Cuando éramos pequeños, nos ilusionábamos al llegar diciembre. Al concluir las fiestas de Caacupé, ya pensábamos en el pesebre porque la flor del coco se abría en cascadas y la lluvia dorada inundaba de perfume el ambiente mezclándose con el aroma de los jazmines. Las sandías aparecían tan rojas, los melones amarillos y las piñas muy anaranjadas. Con olor, color y sabor a tierra, a lo sano y natural. Hoy día, por los químicos y transgénicos, perdieron sus cualidades y ya ni las frutas nos recuerdan el ayer.

Íbamos a los arroyos a buscar piedritas para el cerro y el camino de los Magos. Cortábamos el ka’avove’i para poner el pesebre, y los huevos del ynambu eran los globos que colgaban suspendidos con algunos pajaritos hechos de papel. María, el Niño y José integraban la Sagrada Familia, con algunas vaquitas que pastaban por el humilde establo. El pastor y sus ovejas, así como un gallito y los Magos que venían del Oriente guiados por la estrella de Belén, conformaban el pesebre. Cantábamos villancicos, íbamos a la misa del gallo, cenábamos sopa paraguaya con ryguasu ka’ê y el infaltable clericó se servía en cada casa que visitábamos para apreciar la belleza de los pesebres.

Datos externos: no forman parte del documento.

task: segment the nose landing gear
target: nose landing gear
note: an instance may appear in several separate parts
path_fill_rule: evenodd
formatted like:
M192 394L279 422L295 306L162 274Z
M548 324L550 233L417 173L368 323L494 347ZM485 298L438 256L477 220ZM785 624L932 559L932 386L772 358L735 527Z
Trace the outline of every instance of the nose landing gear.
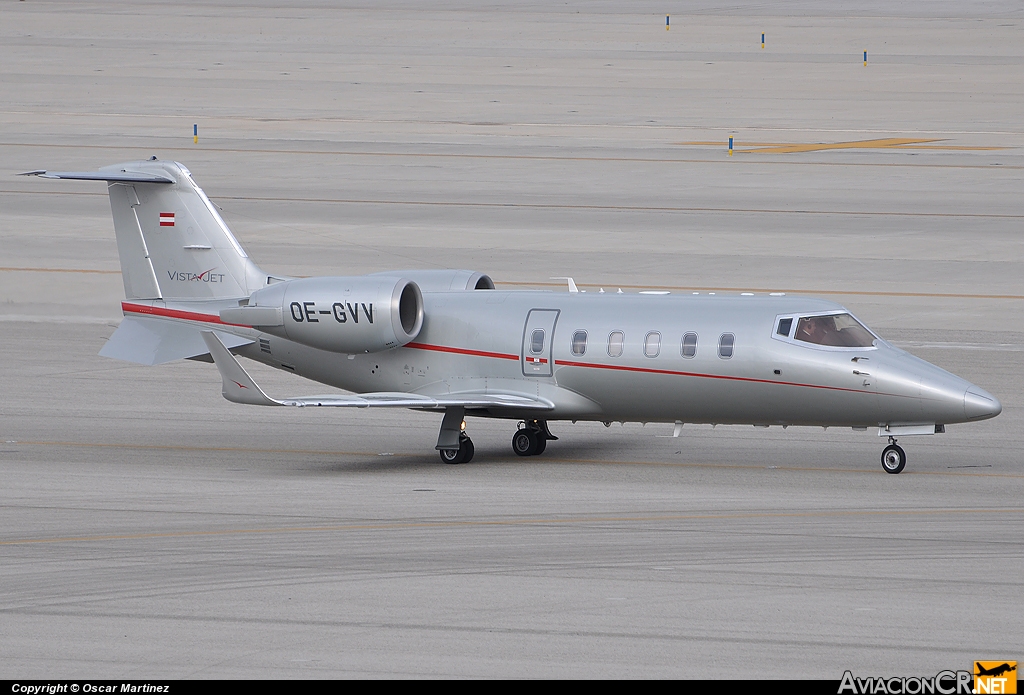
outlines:
M512 450L520 457L536 457L544 453L549 439L555 441L558 437L551 434L546 420L524 421L512 435Z
M896 443L896 437L889 437L889 446L882 449L882 468L886 473L896 475L906 466L906 451Z

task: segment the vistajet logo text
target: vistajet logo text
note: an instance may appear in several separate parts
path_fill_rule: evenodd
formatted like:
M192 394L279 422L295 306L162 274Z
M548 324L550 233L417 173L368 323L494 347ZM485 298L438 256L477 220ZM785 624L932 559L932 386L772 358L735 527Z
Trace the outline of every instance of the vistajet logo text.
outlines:
M224 274L214 272L216 268L210 268L203 272L183 272L181 270L168 270L167 277L176 283L223 283Z
M857 678L850 671L843 674L838 695L973 695L971 671L940 670L932 677L869 676Z

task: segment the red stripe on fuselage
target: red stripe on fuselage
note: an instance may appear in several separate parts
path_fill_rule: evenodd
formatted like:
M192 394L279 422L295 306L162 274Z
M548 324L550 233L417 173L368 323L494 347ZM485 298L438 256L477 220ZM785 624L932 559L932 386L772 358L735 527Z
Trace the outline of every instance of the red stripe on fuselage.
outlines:
M446 345L429 345L427 343L408 343L408 348L416 350L433 350L434 352L450 352L457 355L473 355L476 357L494 357L496 359L518 360L519 355L510 355L502 352L485 352L483 350L469 350L466 348L449 347ZM547 362L545 359L544 362ZM625 364L595 364L591 362L573 362L565 359L554 360L556 365L579 366L588 370L612 370L614 372L632 372L636 374L660 374L669 377L692 377L694 379L721 379L723 381L748 382L752 384L775 384L776 386L800 386L806 389L825 389L827 391L849 391L851 393L868 393L862 389L848 389L842 386L822 386L819 384L801 384L799 382L785 382L774 379L754 379L753 377L729 377L721 374L701 374L699 372L676 372L674 370L653 370L644 366L628 366ZM534 362L530 362L534 363Z
M142 313L152 316L165 316L167 318L183 318L186 321L203 321L204 323L218 323L220 325L238 325L243 329L251 329L245 323L228 323L220 320L220 316L198 311L182 311L181 309L168 309L162 306L146 306L145 304L130 304L121 302L121 310L126 313Z
M805 389L826 389L828 391L850 391L865 393L862 389L848 389L842 386L821 386L819 384L801 384L800 382L783 382L775 379L755 379L753 377L729 377L723 374L700 374L699 372L675 372L673 370L652 370L645 366L627 366L624 364L593 364L589 362L570 362L556 359L555 364L564 366L582 366L591 370L612 370L615 372L634 372L641 374L662 374L671 377L694 377L696 379L722 379L724 381L750 382L753 384L775 384L777 386L801 386Z
M474 357L493 357L494 359L515 359L518 361L519 355L508 355L504 352L486 352L484 350L469 350L467 348L454 348L446 345L428 345L427 343L406 343L404 347L414 350L431 350L433 352L451 352L456 355L472 355Z

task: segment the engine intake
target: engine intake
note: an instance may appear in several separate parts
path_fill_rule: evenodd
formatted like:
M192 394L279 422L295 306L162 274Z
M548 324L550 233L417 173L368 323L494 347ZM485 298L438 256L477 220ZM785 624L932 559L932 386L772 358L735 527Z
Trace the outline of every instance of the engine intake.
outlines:
M419 335L423 295L403 277L310 277L258 290L220 317L331 352L380 352Z

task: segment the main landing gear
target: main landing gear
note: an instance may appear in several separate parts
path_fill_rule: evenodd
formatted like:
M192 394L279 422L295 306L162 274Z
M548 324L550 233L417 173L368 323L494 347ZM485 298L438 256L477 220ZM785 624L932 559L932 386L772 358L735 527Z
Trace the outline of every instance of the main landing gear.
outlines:
M445 464L468 464L473 460L473 440L466 434L465 410L461 407L447 408L437 435L437 453ZM526 420L519 423L519 429L512 437L512 450L520 457L536 457L543 453L548 441L557 440L551 434L545 420Z
M882 468L886 473L896 475L906 466L906 451L896 443L896 437L889 437L889 446L882 449Z
M441 431L437 433L437 452L445 464L468 464L473 460L473 440L466 434L466 408L444 408Z
M544 453L548 440L558 439L551 434L546 420L527 420L519 423L519 429L512 435L512 450L520 457L536 457Z
M459 448L440 449L441 461L445 464L468 464L473 460L476 449L473 448L473 440L465 432L459 435Z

Es que los pesebres servían para que nos acerquemos los vecinos. Tiempos de amistad, de cordialidad, solidaridad y verdadera fraternidad. Tiempos de compartir las alegrías, los sueños y las esperanzas. Tiempos de sencillez, humildad y de cuidarnos unos a otros. Las familias se reunían para hablar de sus cosas personales, sin miedos ni sospechas y con la seguridad de que cualquier ayuda se daba de corazón.

¡Qué tiempos aquellos! La nostalgia y añoranza nos invaden el recuerdo. Hoy, la sociedad de consumo llena de luces y artificios, calles, casas, negocios, avenidas y jardines. Ya casi nadie hace pesebre y los niños con sus tablets, celulares y juguetes electrónicos, se pierden la magia y el misterio de aquellas épocas sencillas pero llenas de amor, inocencia y encanto.

Año Nuevo fue peor que Navidad. Un desenfreno total. Y los reyes, procuraron traer un poco de alegría e ilusión a los más chiquitos y las más chiquitas. Pero, en definitiva, las fiestas perdieron para siempre sus verdaderas esencias, que nada tienen que ver con la vanidad, la envidia o la codicia, sino que va más allá, hacia lo más profundo del espíritu, que es el amor, el perdón, la fe y la esperanza.